As a child I dreamed of a distant Elysium with year-round summer, where soft breezes caressed rolling hills dotted with beautiful trees, their umbrella-like canopies creating pools of shade on knee-high grasses. Just beyond these hills, were sparkling silver seas where foaming white waves washed over wide sandy beaches.
I thought that maybe this place really existed — maybe somewhere far south of Michigan. I was right that it existed, but wrong about where.
In 1969, driving over the Sierra Nevada and down into the foothills of the Sacramento Valley I saw California’s park savannah for the first time. My childhood dream came true right then and there, and after spending my first winter in Santa Barbara, I was determined to stay.
I had found Elysium.
Back then there was a widely shared mystique about California. At the western edge of the continent, California was a magical place of spectacular natural beauty with a near-perfect climate and a creative culture fostered by a mix of avant-garde artists, various free spirits and entrepreneurial visionaries.
Pioneering California was the leading edge of western civilization — exotic, exciting and exceptionally alluring.
Fifty years later, California’s legendary luster has dulled. Certainly, climate change has taken off some of the shine. Droughts are severe, long-lasting and more frequent, forcing increasingly draconian water restrictions on residents. Wildfires are catastrophically massive and recurrent. Fire season is year-round now and accompanied with widespread deliberate power shutoffs imposed for days at a time on hundreds of thousands of residents.

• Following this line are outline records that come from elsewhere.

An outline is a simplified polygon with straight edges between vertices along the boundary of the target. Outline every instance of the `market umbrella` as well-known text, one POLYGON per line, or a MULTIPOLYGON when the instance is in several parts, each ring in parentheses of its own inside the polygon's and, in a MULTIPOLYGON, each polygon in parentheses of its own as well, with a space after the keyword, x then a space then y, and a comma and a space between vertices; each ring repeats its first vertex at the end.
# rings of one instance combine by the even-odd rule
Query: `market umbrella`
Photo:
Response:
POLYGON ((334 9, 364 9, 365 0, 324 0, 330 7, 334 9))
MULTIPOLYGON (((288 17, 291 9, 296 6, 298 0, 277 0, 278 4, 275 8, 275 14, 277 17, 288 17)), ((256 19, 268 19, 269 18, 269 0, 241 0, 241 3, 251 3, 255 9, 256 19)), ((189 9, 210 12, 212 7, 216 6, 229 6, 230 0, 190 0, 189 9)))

California’s mild climate is a magnet for the homeless. Hordes of them haunt California’s streets threatening public health and safety, disrupting local commerce and effectively disenfranchising citizens from the quiet enjoyment of public places.
California’s infrastructure groans under twice the load it was built to carry. Traffic inches along like thick sludge on freeways designed for high speed. Rain storms send sewage flowing to the ocean, fouling beaches for days while vehicle emissions and wildfire smoke pollute the air.
Along with these flickering Third World conditions, residents endure a cost of living that is among the nation’s very highest, with housing, fuel and taxes topping the list.
Not surprisingly, more people are now leaving California than are coming in — and that’s a good thing, because the root cause of California’s declining conditions is overpopulation.
And yet, rather than discourage population growth, the state’s short-sighted, misguided politicians promote it by passing laws that override local zoning and growth restrictions to force increased population density on communities.
The state government’s philosophy seems to be that everyone must settle for reduced living conditions so that additional population can be accommodated in some kind of egalitarian mediocrity.
Those Californians who simply want to keep what they have — a home in a quiet uncrowded neighborhood, a town with uncongested streets, uncrowded schools, reliable electric power, and enough water to maintain a First World lifestyle — are vilified as “nimbys.”
It is not immoral to want to keep what you have fairly gained. Nor is it moral for the state to take it from you because others are clamoring for it.
California’s new ADU laws, effective Jan. 1 just six weeks from now, facilitate construction of Accessory Dwelling Units, and have the very real potential to virtually destroy the ambience of existing residential neighborhoods.
These laws nullify all local ADU ordinances and replace them with state mandates that allow any residential property owner to construct up to two additional dwelling units on their lots, regardless of lot size. New units can be as large as 1,199 square feet, up to 16 feet high, and require side and rear setbacks of only 4 feet. Local design approval for architectural compatibility, landscaping, adequate parking et al is no longer allowed.
Think about this for a moment. Let’s say you have a home with a view, on a quiet street without many cars parking along it. Your next-door neighbors will soon be allowed to build, just four feet from your property lines, structures 16 feet high that could easily obstruct your view and invade your privacy. Your quiet uncrowded street would likely have more traffic and more cars parked along it. More garbage to pick up, more delivery trucks, more service calls — more hub bub.
Eventually, your nice quite neighborhood could resemble a Brazilian favela with a hodge-podge of glorified huts shoe-horned onto lots intended for single-family homes.
California’s political class struggles with the line between what is the general welfare and what is collectivistic confiscation. It is the line between desire and necessity, between envy and equity, between human rights and property rights. And, no matter where or how these lines are drawn they get even murkier when emotive notions of “social justice” are applied.
Not everyone who wants to, can or should live in California. While Americans are free to move anywhere they like, they are not entitled to a certain lifestyle when they get there.
California is expensive and overcrowded. There are far less costly and less impacted places to live.